In occasione della Giornata Mondiale dell’Osteoporosi la Firmo e l’IOF hanno diffuso i risultati dell’ultimo rapporto Ossa spezzate, vite spezzate che fotografa la situazione europea, con dati anche sull’Italia
Nel Belpaese, nel 2017, si sono verificate 560mila nuove fratture ossee da fragilità. L’osteoporosi, nel 2015, ha colpito 3,2 milioni di donne e 800mila uomini procurando una spesa sanitaria di 9,4 miliardi destinata a salire a 11,9 miliardi entro il 2030: le previsioni indicano infatti un aumento delle fratture da fragilità in Italia del 22,4% a causa dell’invecchiamento della popolazione.
Non va dimenticato, infine, che un ruolo fondamentale nella gestione dell’osteoporosi ce l’hanno i chirurghi. Secondo l’IFO nell’80% dei casi, i pazienti che subiscono un intervento chirurgico per una frattura non vengono sottoposti ad esami per valutare la densità ossea. Un recente studio pubblicato sul Journal of the American Academy of Orthopaedic Surgeons (JAAOS) invita esplicitamente gli ortopedici che maneggiano il bisturi a prescrivere gli esami diagnostici specifici ai propri pazienti.

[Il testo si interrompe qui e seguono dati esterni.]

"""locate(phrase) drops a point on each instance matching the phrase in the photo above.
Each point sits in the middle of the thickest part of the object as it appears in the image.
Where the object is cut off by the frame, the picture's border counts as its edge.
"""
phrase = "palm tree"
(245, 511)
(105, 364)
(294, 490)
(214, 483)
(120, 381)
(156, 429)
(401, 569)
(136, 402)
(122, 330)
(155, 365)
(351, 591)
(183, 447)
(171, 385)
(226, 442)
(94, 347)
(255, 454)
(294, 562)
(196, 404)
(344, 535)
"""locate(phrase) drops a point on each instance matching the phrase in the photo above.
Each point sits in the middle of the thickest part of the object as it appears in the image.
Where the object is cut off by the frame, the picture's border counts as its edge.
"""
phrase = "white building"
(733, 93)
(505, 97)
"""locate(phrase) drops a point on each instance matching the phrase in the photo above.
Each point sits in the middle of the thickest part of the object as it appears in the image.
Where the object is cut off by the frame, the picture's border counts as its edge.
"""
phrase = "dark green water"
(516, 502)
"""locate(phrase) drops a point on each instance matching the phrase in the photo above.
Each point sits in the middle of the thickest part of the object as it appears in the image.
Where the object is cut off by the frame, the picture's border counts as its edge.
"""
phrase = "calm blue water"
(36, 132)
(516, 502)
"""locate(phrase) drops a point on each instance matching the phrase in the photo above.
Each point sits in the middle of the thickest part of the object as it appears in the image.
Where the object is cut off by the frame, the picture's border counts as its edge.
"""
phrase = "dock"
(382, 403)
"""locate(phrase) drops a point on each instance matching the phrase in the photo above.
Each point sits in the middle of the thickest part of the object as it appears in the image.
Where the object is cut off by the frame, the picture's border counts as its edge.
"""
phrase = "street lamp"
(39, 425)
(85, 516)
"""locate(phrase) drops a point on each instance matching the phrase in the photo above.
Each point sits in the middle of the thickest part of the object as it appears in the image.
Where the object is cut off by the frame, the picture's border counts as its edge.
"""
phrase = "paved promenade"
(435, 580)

«In aggiunta al disagio immediato, al tempo di guarigione e di recupero, una frattura iniziale aumenta significativamente il rischio di fratture successive e può innescare una spirale negativa di dipendenza dall’assistenza sanitaria, di aumento dei costi e compromissione della qualità della vita, nonostante l’esistenza di trattamenti e programmi orientati alla prevenzione secondaria delle fratture da fragilità», ha spiegato Cyrus Cooper, presidente dell’IOF.
È auspicabile che i chirurghi facciano la loro parte.